In over 30+ years, since that time, Jubilee's main on-site project in Georgia has been to serve refugees arriving from war torn lands across the globe: "Over 3,000 refugees from more than 30 countries have come to Jubilee, eager for a new beginning but often scarred and exhausted by their ordeals, anxious about how they will survive in this new culture, and frequently unable to speak much, if any, English." [2] Mosley is able to describe the process of assisting with acculturation in his books while at the same time indicating that these refugees--of whatever faith (Muslim, Christian, and indigenous cults)--have impacted the community of Jubilee and its mission to America (and the world) over the nearly 40 years of Jubilee Partners existence. Many chapters in Faith Beyond Borders start with anecdotal sharing from or about one or more of the refugees whom have passed through Jubilee over the years.

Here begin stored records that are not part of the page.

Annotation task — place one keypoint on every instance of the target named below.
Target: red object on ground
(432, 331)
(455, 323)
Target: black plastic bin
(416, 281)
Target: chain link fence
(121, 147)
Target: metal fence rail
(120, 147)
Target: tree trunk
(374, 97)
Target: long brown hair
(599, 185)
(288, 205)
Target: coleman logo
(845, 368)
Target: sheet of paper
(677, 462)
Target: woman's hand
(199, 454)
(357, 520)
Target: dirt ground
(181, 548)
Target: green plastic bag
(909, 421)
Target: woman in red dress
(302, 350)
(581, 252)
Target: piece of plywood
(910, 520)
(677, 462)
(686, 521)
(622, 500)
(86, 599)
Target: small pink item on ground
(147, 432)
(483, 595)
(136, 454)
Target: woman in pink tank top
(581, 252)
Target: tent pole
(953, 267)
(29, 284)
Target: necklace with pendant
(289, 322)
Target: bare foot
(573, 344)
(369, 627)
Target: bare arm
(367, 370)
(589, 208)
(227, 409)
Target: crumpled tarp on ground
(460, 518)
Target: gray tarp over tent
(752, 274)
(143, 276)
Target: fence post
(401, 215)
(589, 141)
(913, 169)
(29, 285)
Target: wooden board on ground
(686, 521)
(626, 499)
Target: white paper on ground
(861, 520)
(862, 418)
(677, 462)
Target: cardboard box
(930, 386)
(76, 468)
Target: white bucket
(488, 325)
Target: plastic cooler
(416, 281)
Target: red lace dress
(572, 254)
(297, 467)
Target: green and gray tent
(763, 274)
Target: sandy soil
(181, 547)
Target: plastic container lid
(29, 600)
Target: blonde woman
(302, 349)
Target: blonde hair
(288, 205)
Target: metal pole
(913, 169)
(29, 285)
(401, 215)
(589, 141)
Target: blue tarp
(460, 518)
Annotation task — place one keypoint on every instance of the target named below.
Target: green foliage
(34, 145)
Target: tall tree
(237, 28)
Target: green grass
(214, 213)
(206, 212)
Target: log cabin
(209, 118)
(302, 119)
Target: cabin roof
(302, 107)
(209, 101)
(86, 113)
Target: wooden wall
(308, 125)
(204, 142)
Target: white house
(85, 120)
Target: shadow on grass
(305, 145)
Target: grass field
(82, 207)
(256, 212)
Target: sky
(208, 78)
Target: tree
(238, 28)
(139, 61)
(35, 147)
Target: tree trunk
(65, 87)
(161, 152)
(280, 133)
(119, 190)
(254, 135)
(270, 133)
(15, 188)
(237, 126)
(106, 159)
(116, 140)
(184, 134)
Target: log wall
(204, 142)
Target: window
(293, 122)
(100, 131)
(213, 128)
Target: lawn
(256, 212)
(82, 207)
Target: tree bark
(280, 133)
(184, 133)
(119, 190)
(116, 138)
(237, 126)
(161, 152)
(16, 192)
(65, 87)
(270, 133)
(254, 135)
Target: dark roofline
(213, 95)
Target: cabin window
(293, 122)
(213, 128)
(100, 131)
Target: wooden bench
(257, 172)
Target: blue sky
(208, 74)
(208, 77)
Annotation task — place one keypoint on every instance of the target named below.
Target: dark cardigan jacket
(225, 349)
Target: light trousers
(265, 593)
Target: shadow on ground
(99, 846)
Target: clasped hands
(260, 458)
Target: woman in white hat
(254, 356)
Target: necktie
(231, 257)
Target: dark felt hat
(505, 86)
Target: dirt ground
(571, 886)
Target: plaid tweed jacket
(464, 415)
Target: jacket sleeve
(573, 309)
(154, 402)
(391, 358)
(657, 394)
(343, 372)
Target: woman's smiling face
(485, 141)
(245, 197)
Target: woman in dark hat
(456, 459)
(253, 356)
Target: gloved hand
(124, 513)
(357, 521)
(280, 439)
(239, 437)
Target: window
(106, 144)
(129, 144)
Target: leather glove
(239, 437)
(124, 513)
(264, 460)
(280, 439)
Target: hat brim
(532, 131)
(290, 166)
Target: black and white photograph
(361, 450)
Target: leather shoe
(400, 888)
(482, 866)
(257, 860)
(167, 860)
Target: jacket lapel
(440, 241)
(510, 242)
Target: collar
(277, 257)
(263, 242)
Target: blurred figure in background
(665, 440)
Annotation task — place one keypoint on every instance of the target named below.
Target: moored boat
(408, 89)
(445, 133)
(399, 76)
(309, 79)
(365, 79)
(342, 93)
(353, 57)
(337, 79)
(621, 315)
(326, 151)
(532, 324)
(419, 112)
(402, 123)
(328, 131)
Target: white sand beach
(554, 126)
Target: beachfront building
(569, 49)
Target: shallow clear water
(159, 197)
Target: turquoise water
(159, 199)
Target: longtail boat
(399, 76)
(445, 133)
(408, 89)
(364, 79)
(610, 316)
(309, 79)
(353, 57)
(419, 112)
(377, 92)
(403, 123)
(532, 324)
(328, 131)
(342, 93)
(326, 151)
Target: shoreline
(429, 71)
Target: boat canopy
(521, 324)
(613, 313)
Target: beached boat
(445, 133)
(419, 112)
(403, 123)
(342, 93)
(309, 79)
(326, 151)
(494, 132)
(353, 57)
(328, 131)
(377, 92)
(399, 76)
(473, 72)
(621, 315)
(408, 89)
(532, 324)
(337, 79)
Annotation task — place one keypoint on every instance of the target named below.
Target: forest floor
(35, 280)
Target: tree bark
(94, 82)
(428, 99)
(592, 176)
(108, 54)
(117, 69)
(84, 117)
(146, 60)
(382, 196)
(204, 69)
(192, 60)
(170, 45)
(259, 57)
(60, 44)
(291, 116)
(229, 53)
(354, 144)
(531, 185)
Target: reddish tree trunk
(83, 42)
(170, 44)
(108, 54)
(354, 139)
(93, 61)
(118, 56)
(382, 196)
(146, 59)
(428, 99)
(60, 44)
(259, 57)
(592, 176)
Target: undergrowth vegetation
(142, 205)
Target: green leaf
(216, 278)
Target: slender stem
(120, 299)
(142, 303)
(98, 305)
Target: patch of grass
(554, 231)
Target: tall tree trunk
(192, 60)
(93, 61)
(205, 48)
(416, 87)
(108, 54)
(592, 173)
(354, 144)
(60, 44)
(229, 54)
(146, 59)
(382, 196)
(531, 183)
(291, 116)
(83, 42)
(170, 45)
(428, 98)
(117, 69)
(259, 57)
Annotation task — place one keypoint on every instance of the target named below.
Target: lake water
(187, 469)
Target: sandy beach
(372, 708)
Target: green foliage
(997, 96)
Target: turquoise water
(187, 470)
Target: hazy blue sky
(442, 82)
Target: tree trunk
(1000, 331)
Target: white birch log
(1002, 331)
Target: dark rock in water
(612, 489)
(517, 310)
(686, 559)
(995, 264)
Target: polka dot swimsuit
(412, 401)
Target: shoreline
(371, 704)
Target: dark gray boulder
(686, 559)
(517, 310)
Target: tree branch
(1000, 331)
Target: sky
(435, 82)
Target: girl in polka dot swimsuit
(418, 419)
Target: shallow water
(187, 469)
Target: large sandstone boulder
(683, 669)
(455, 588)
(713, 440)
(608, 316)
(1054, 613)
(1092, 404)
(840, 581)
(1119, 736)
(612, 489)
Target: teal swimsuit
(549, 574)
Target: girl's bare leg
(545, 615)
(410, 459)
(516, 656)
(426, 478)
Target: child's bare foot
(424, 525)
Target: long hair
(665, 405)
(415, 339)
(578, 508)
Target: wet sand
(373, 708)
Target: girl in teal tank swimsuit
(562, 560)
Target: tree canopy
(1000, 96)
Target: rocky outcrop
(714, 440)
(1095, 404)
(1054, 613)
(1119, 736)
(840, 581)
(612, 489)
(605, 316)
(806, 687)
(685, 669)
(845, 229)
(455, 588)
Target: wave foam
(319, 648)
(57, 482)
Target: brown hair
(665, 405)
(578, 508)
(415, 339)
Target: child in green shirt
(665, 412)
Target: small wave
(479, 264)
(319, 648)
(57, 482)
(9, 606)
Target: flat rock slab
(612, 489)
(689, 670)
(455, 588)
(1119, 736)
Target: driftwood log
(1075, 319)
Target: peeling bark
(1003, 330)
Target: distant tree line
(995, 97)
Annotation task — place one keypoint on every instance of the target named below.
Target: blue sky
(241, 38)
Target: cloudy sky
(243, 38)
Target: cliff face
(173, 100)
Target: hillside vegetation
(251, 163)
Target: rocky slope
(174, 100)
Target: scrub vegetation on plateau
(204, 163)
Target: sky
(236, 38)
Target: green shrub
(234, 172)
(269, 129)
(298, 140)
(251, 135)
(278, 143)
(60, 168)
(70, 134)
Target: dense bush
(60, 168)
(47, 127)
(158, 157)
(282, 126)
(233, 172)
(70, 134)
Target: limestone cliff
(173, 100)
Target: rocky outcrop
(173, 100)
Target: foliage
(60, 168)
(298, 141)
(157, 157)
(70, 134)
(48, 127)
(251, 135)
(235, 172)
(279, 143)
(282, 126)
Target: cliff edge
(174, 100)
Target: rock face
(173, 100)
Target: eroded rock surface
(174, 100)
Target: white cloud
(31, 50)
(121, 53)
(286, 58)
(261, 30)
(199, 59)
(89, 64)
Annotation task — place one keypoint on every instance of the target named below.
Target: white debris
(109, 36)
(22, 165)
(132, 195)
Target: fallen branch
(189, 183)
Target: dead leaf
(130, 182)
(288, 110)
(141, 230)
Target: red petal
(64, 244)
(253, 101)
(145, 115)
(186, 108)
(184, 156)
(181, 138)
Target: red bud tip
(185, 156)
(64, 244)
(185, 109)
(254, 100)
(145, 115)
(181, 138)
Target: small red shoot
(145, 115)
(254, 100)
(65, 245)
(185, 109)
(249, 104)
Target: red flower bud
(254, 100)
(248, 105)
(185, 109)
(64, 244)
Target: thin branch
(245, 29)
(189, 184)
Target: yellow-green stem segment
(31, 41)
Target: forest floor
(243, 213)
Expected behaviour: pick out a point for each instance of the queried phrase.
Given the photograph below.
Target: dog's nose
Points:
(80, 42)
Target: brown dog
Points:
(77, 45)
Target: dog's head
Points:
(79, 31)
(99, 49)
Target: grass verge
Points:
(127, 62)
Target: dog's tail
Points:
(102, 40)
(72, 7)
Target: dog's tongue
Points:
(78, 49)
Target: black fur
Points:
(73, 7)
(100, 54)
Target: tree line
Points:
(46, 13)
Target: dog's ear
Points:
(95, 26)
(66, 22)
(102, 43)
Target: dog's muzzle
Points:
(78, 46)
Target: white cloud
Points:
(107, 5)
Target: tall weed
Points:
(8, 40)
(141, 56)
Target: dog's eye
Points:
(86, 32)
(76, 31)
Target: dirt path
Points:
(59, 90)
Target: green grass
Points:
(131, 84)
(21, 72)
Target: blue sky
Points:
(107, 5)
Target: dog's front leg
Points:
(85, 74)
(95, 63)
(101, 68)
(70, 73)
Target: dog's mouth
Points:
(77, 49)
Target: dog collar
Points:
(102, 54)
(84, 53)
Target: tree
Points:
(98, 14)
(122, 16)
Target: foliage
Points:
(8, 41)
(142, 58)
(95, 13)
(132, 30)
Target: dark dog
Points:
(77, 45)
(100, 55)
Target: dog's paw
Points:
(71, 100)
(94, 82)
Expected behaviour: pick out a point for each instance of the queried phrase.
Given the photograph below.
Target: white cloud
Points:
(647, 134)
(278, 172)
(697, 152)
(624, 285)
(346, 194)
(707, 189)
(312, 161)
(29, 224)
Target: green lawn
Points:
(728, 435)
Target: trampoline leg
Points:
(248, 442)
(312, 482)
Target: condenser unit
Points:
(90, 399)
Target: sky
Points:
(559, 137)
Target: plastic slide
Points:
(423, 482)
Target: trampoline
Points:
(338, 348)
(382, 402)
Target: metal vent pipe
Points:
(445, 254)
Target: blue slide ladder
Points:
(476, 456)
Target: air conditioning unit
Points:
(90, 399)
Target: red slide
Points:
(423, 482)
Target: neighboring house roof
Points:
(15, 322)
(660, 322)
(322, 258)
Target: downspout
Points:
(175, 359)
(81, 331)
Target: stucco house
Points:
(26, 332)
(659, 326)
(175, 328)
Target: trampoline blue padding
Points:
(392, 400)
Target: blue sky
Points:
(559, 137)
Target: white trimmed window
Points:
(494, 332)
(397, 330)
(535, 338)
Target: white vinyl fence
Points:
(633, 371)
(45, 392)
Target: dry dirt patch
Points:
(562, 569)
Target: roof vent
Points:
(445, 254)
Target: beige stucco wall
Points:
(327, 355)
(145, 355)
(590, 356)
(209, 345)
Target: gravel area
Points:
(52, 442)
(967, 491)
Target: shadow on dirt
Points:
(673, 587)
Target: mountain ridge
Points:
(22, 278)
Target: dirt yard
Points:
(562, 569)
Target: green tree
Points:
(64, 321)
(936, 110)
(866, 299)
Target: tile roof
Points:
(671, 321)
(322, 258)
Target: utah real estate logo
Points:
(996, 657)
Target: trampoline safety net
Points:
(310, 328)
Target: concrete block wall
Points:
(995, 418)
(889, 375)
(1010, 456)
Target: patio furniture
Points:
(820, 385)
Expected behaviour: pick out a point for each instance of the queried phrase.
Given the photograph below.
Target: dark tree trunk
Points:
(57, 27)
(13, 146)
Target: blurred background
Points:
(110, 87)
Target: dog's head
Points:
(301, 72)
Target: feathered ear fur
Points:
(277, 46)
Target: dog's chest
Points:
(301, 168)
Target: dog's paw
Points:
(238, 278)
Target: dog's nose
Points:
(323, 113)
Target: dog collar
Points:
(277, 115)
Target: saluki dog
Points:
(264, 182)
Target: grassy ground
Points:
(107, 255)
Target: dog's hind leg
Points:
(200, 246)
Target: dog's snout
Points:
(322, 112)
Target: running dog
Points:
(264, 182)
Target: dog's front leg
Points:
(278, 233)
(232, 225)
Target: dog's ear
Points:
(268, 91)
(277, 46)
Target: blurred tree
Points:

Here is an excerpt that clarifies Mosley's narration style and represents one of his main messages in Faith Beyond Borders to his readers:
Excerpt #1
"Tall and gracious in manner, Sougui Adji reflected his aristocratic background. His grandfather had been the chief of the Ted people, almost a million of whom live in Chad, Niger, and Libya. His uncle had served as president of Chad from 1979 to 1982. Sougui, and his wife, Ache, came to Jubilee in 2007, already speaking fluent English and always happy to stop whatever he was doing to engage in conversation.
Sougui proved to be a treasure trove of information about northern Africa. A Muslim who had experienced long years of friendship with Christians in Africa, he was able to bridge many cultures with ease. Consequently, he had served as advisor and guide to national Geographic Society projects and to other groups that came to make documentary films or do research for books about the region.
Chad lies in the center of one of the world's most dramatic examples of climate change in recent years. The northern part of the country is classic Saharan desert: vast stretches of sand and rock, broken at rare intervals by oases with their precious water supply. The capital city, N'Djamena, lies at the southern end of what used to be Lake Chad. In the early 1960s, the lake covered 10,000 square miles--the ultimate oasis in the middle of the world's largest desert.